Our firm recently obtained a large, 6-figure breach of contract award on behalf of a professional woman who filed suit more than 4 years from the date of the first breach. We successfully argued that the subject business and employment agreements were executory agreements, and as such, our client was not required to sue on the first signs of breach.
An executed contract is one the object of which is fully performed; all others are executory (Civ. Code, § 1661). “Where a contract is still executory, the promisee is not bound to treat the contract as abandoned on the first breach or any particular breach, and the statute of limitations does not begin to run as long as the promisee elects to rely on the contract (Baugh v.
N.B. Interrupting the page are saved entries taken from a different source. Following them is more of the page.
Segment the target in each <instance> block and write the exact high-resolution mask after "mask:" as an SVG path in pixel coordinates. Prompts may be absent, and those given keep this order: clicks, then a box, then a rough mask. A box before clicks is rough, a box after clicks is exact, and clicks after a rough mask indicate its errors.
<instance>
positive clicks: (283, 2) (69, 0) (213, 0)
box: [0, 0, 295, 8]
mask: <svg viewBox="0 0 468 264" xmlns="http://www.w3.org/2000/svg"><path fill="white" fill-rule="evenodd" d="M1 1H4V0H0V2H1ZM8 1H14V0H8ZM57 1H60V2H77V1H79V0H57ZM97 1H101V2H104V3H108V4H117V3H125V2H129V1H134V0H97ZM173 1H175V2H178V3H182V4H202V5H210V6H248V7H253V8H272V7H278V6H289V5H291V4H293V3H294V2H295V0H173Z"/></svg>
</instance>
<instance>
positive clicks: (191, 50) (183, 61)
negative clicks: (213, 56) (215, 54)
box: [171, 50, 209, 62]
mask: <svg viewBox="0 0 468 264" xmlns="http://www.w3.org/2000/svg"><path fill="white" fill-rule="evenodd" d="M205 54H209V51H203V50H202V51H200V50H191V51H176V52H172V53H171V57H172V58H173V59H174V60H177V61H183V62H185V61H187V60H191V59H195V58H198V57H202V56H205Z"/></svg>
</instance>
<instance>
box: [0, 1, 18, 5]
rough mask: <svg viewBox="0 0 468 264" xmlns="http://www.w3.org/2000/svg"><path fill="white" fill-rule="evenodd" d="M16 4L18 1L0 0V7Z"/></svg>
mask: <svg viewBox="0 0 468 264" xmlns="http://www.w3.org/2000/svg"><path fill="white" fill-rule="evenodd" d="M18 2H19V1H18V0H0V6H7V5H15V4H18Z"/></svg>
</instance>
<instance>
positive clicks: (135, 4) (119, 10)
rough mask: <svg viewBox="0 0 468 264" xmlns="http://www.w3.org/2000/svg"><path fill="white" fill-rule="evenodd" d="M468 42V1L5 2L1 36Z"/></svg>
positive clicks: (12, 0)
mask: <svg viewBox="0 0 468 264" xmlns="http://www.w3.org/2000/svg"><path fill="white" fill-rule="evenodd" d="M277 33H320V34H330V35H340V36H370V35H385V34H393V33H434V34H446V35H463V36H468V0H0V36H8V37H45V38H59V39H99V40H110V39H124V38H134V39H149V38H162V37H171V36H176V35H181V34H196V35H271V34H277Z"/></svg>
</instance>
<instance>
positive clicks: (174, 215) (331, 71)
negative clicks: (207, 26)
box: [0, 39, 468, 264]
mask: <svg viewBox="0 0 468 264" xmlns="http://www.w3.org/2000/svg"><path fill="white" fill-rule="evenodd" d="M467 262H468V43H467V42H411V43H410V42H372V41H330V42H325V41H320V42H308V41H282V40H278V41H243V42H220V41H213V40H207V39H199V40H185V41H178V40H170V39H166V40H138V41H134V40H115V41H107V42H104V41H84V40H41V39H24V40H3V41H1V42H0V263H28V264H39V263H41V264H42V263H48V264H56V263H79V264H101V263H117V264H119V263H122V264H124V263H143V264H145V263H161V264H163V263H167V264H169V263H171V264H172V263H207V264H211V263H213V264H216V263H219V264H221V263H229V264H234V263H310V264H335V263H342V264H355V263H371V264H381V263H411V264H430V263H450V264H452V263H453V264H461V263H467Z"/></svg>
Garl (2006) 137 Cal.App.4th 737).
“Whether a breach of a contract is anticipatory or not, when there are ongoing contractual obligations the plaintiff may elect to rely on the contract despite a breach and the statute of limitations does not begin to run until the plaintiff has elected to treat the breach as terminating the contract. In the context of successive breaches of a continuing contractual obligation, where the parties did not mutually abandon or rescind it upon a breach or successive breaches, the injured party can wait until the time arrived for a complete performance by the other party and then bring an action for damages for such breaches. The plaintiff is not bound to treat the contract as abandoned on the first breach of it, or on any particular breach, but has the election to continue to rely on it and the statute of limitations does not begin to run until the plaintiff makes an election. If the injured party disregards the other party’s repudiation of the contract, the statute of limitations does not begin to run until the time set by the contract for performance (Romano v. Rockwell Internat., Inc. (1996) 14 Cal.4th 479)” (Id.)